Why do we keep talking about Heroes? Our very first overarching question around which many discussions have been made is the title to this blog post. Why do we interweave hero stories into many of our discussions? And we don’t just mean fictional or mythical characters. We talk about real life heroes who’ve chosen the road less traveled, who have thought of others and placed their needs above their own. Why are these stories so important? We want every Learner to figure the answer to that for themselves. This is what will help every person of any age thrive in our community.

Children need heroes. Their first heroes are their parents after all. Hero stories are survival mechanisms, inspirational, and vision sustainers. They move the human spirit forward when other forces try to hold it back.

What does the word “hero” mean?

We describe a hero as someone who gets back up after falling down – who struggles, hurts but gets back in the game. Someone who perseveres through difficulties and does not give up on anyone including themselves.

A hero is the opposite of a victim:

  • A hero accepts responsibility when a victim blames someone other than him/herself or finds excuses.

  • A hero works to solve a problem when a victim complains that there is one.

  • A hero keeps going when it gets hard when a victim quits because it is hard.

Very simply, a hero is an ordinary person who says YES to a challenge – crosses the threshold from comfortable to uncomfortable and begins a journey into the unknown.

The ultimate framework for a hero story is the Hero’s Journey. Think Sir Lancelot and the Holy Grail, Harry Potter, Luke Skywalker, even Nemo and Simba. In the real world, we can think of Anne Frank, Martin Luther King Jr, Stanislav Petrov, Kyle Carpenter, Maria Montessori and so many more heroic, historical figures. Think of the best movies and real life stories of all time.

These stories follow a familiar pattern. Joseph Campbell, called them the grand mono-myth and specified its archetypes and stages. Every great movie continually uses the Hero's Journey framework. Here is a condensed description:

  • The main character – the hero – lives in the ordinary world and is an ordinary person.

  • The hero receives a call to adventure and at first resists it.

  • Then, a mentor crosses his/her path, somehow changes his/her mind and commits to face the challenge – to start the quest.

  • Along the way, he/she is tested and forms alliances and friendships.

  • He/She faces a major obstacle – a life-changing ordeal.

  • He/She battles monsters (mostly those inside herself like resistance, distraction, and victimhood) and finds guides to help her.

  • Ultimately, he/she overcomes the ordeal and discovers a treasure.

  • He/She begins the journey back home and shares the treasure with others.

The fascinating truth of the Hero’s Journey is that it’s not really about the treasure. It’s about how the hero is transformed along the way.

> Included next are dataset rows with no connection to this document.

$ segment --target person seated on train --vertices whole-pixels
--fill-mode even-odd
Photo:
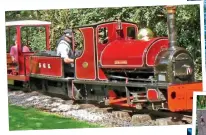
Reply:
[[[72,50],[72,30],[64,31],[62,37],[57,41],[57,56],[63,58],[65,72],[73,72],[74,53]]]

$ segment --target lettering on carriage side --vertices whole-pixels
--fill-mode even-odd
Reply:
[[[51,69],[51,65],[50,64],[47,64],[47,66],[48,66],[48,69]]]
[[[127,60],[115,60],[114,64],[115,65],[126,65],[127,64]]]
[[[43,68],[46,68],[46,64],[45,63],[43,63]]]

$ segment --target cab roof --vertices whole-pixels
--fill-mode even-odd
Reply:
[[[40,21],[40,20],[21,20],[21,21],[8,21],[5,24],[6,26],[40,26],[40,25],[50,25],[51,22]]]

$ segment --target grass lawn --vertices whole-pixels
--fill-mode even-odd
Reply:
[[[69,129],[100,127],[71,118],[38,111],[33,108],[22,108],[9,105],[9,130]]]

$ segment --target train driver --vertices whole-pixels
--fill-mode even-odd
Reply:
[[[72,30],[67,29],[64,31],[64,35],[59,39],[57,43],[57,56],[64,59],[65,63],[73,63],[73,50],[72,50]]]
[[[63,58],[65,72],[73,72],[74,52],[72,50],[72,30],[67,29],[57,42],[57,56]]]

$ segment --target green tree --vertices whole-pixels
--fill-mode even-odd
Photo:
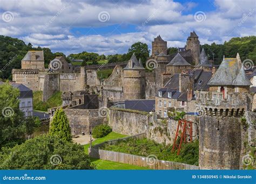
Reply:
[[[83,146],[49,135],[0,152],[0,169],[92,169]]]
[[[62,108],[57,109],[55,112],[52,122],[50,124],[49,133],[57,136],[64,140],[72,141],[69,120]]]
[[[140,58],[142,63],[145,66],[147,58],[149,56],[150,50],[149,49],[147,45],[140,41],[137,42],[131,46],[126,54],[126,60],[131,58],[134,53],[136,57],[139,59]]]
[[[7,81],[0,85],[0,149],[12,147],[25,140],[36,126],[35,118],[25,118],[19,109],[19,91]]]
[[[167,53],[169,55],[172,55],[178,52],[178,48],[176,47],[170,47],[167,49]]]

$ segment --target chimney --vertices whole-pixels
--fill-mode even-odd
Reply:
[[[187,101],[191,101],[193,97],[193,93],[191,89],[188,89],[187,90]]]
[[[128,67],[129,68],[132,68],[132,59],[130,59],[129,61],[128,61]]]
[[[181,74],[179,74],[179,91],[181,92]]]
[[[216,72],[216,68],[215,67],[212,67],[212,76],[215,74],[215,73]]]
[[[35,52],[32,52],[31,53],[31,61],[35,61],[36,60],[36,53]]]

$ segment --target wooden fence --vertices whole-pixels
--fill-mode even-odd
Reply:
[[[133,136],[105,141],[92,146],[91,150],[90,148],[89,148],[89,155],[92,158],[149,167],[153,169],[199,169],[199,167],[194,165],[158,160],[154,155],[145,157],[100,149],[103,145],[106,144],[113,144],[122,140],[130,138],[141,139],[145,137],[146,133],[143,133]]]

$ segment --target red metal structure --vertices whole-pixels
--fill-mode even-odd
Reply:
[[[181,119],[179,121],[178,123],[177,130],[176,131],[176,136],[175,136],[174,141],[172,146],[172,152],[174,151],[178,148],[177,155],[179,154],[180,148],[183,143],[187,142],[187,138],[190,138],[190,143],[192,141],[192,122],[186,121],[185,119]],[[179,143],[177,141],[178,137],[180,138]]]

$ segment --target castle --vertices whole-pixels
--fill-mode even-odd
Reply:
[[[200,52],[194,31],[185,48],[173,54],[168,54],[167,42],[160,36],[152,48],[146,68],[133,54],[104,81],[98,79],[96,70],[75,69],[64,57],[55,59],[45,69],[43,51],[31,51],[22,60],[22,69],[12,70],[13,80],[43,91],[44,101],[63,91],[73,134],[87,133],[105,122],[120,133],[146,132],[159,143],[172,144],[178,123],[168,112],[173,109],[185,111],[185,118],[193,123],[193,138],[199,137],[199,167],[242,168],[248,151],[245,143],[255,145],[256,103],[238,53],[235,58],[224,58],[217,69],[204,48]],[[150,64],[153,68],[148,68]],[[151,114],[127,109],[142,104]],[[102,116],[102,108],[111,107],[118,108]],[[54,109],[51,111],[53,114]]]

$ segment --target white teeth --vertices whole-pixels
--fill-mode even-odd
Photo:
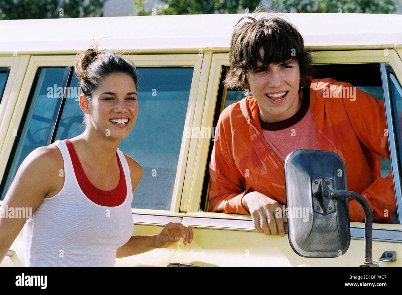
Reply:
[[[270,97],[281,97],[285,95],[285,94],[286,93],[286,91],[283,91],[283,92],[280,92],[279,93],[276,93],[275,94],[269,94],[267,93],[267,95],[268,95]]]
[[[128,122],[128,119],[113,119],[109,120],[112,123],[117,123],[117,124],[124,124]]]

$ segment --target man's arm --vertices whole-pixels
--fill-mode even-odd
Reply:
[[[351,86],[350,84],[345,86]],[[357,88],[355,89],[355,100],[342,98],[355,133],[367,148],[390,159],[384,103]],[[379,166],[381,159],[382,157],[379,157],[375,164]],[[361,195],[371,208],[373,221],[379,221],[390,216],[396,209],[392,171],[385,178],[381,175],[377,176],[374,182]],[[364,211],[357,201],[350,202],[349,207],[351,220],[364,220]]]
[[[283,236],[282,215],[281,218],[275,218],[277,208],[281,209],[280,204],[260,193],[249,192],[248,188],[244,189],[245,179],[236,166],[230,152],[232,131],[228,127],[226,130],[222,122],[228,119],[226,113],[222,113],[215,131],[216,141],[209,165],[209,211],[250,214],[257,231]]]

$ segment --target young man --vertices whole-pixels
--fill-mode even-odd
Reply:
[[[252,96],[230,106],[219,118],[209,166],[210,211],[250,214],[258,232],[284,236],[283,220],[275,215],[286,203],[285,160],[295,150],[322,150],[342,158],[348,189],[367,200],[373,220],[392,223],[392,175],[383,178],[379,170],[382,157],[390,158],[381,101],[348,83],[312,80],[302,37],[272,15],[240,19],[230,61],[226,84]],[[347,87],[355,90],[348,97],[328,95]],[[349,207],[351,221],[364,219],[357,201]]]

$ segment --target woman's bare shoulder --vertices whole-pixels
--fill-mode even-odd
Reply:
[[[41,147],[31,152],[24,160],[14,181],[30,186],[41,183],[41,190],[43,190],[41,192],[45,193],[45,195],[51,196],[47,195],[62,187],[64,170],[63,156],[58,148],[54,145]]]

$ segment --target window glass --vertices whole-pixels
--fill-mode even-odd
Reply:
[[[396,106],[396,113],[398,124],[396,127],[396,134],[398,137],[398,141],[402,143],[402,136],[401,132],[402,132],[402,88],[400,84],[398,82],[396,77],[392,74],[390,74],[390,90],[391,92],[391,96],[392,100],[395,102]],[[400,155],[402,156],[402,155]]]
[[[6,88],[6,83],[8,78],[10,69],[8,68],[0,68],[0,102],[1,102],[4,89]]]
[[[170,209],[193,70],[138,69],[138,115],[119,146],[143,170],[133,208]]]
[[[132,208],[169,210],[180,152],[192,68],[137,68],[138,114],[130,135],[119,148],[138,162],[143,174]],[[178,82],[179,82],[179,84]],[[69,85],[78,92],[74,74]],[[74,87],[78,87],[76,91]],[[72,88],[73,89],[71,89]],[[55,140],[82,132],[79,94],[68,95]]]
[[[80,108],[80,82],[74,72],[67,89],[62,116],[54,141],[68,139],[80,134],[85,130],[82,122],[84,113]]]
[[[2,200],[24,159],[35,149],[50,143],[61,100],[57,97],[57,88],[64,86],[65,70],[64,68],[41,68],[37,72],[2,183]]]

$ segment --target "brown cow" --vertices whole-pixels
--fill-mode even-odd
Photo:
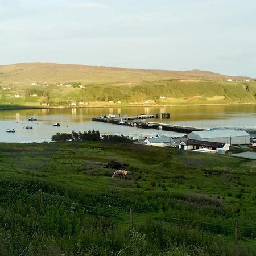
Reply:
[[[126,176],[129,173],[129,171],[123,171],[122,170],[118,170],[115,171],[114,174],[113,174],[112,178],[114,177],[115,177],[116,176],[118,176],[120,179],[121,176],[125,176],[125,180],[126,180]]]

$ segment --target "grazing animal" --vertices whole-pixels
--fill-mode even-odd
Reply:
[[[120,179],[121,176],[125,176],[125,180],[126,180],[126,176],[129,173],[129,171],[123,171],[122,170],[118,170],[115,171],[114,174],[113,174],[112,178],[114,177],[115,177],[116,176],[118,176]]]

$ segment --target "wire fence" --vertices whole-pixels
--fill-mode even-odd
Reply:
[[[3,188],[1,185],[0,188]],[[123,218],[124,216],[129,216],[130,214],[130,220],[133,220],[133,222],[137,222],[137,217],[140,219],[140,217],[143,213],[137,213],[136,209],[133,208],[132,215],[131,216],[131,209],[130,212],[126,211],[123,209],[113,209],[113,207],[108,205],[106,207],[88,205],[82,202],[73,202],[64,199],[64,197],[59,195],[52,195],[49,193],[43,193],[42,190],[39,191],[31,189],[30,188],[10,188],[5,187],[5,188],[15,188],[23,189],[31,195],[36,196],[38,194],[38,201],[40,204],[46,205],[56,205],[56,203],[58,202],[61,206],[68,207],[68,209],[72,212],[76,212],[78,210],[84,211],[89,214],[102,216],[105,217],[112,217],[113,216],[115,218]],[[59,198],[57,198],[57,197]],[[239,237],[240,239],[242,238],[256,238],[256,225],[255,226],[248,226],[239,225],[237,220],[235,221],[233,224],[224,224],[221,223],[210,222],[207,221],[200,221],[186,218],[173,218],[164,216],[150,217],[144,218],[148,221],[158,221],[162,222],[168,224],[175,225],[177,226],[188,228],[189,226],[192,228],[197,229],[203,232],[207,232],[214,234],[222,234],[226,236],[234,235],[234,237]]]

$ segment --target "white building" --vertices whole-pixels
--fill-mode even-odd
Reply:
[[[211,153],[213,152],[212,150],[214,150],[216,153],[218,149],[224,150],[225,151],[229,150],[229,144],[225,142],[188,139],[180,142],[179,149]]]
[[[222,142],[229,144],[250,144],[250,136],[245,131],[232,129],[218,129],[210,131],[192,131],[188,134],[191,139]]]
[[[168,147],[175,144],[171,137],[148,138],[143,142],[144,145],[156,147]]]

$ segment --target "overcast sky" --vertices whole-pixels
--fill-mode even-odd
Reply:
[[[255,0],[0,0],[0,64],[203,69],[256,77]]]

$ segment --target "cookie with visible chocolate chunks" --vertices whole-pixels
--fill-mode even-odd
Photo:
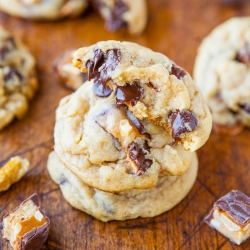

Every time a parent talks about an ordinary person doing an extraordinary thing, you are making a deposit into your children’s bank of hero stories. They will draw upon this spiritual food when they face their own monsters or become weary in their struggle.

This brings to mind when the moment had arrived for our 14 year old River Oak hero to complete his diving certification, a few weeks ago, as a final challenge for the Marine Science Quest. In the midst of anxiety of the unknown, questioning if he can really get through it and almost close to giving up the night before after a difficult swim test…he showed up and stuck to his commitment even after finding out that the instructor didn’t think he had it in him to get it done. The morning of the open dive, he mustered up all the courage and drew from his stories of heroes and started seeing himself as the hero in his own story, ready to face his fear. When asked how he felt after the dive, “It was well worth the FEAR”.

The most important part of the story?

The struggle. The doubt. The moment when the hero wants to give up.

There is no real treasure without it.

River Oak Academy, for heroes only.

The cave you fear to enter holds the treasure that you seek.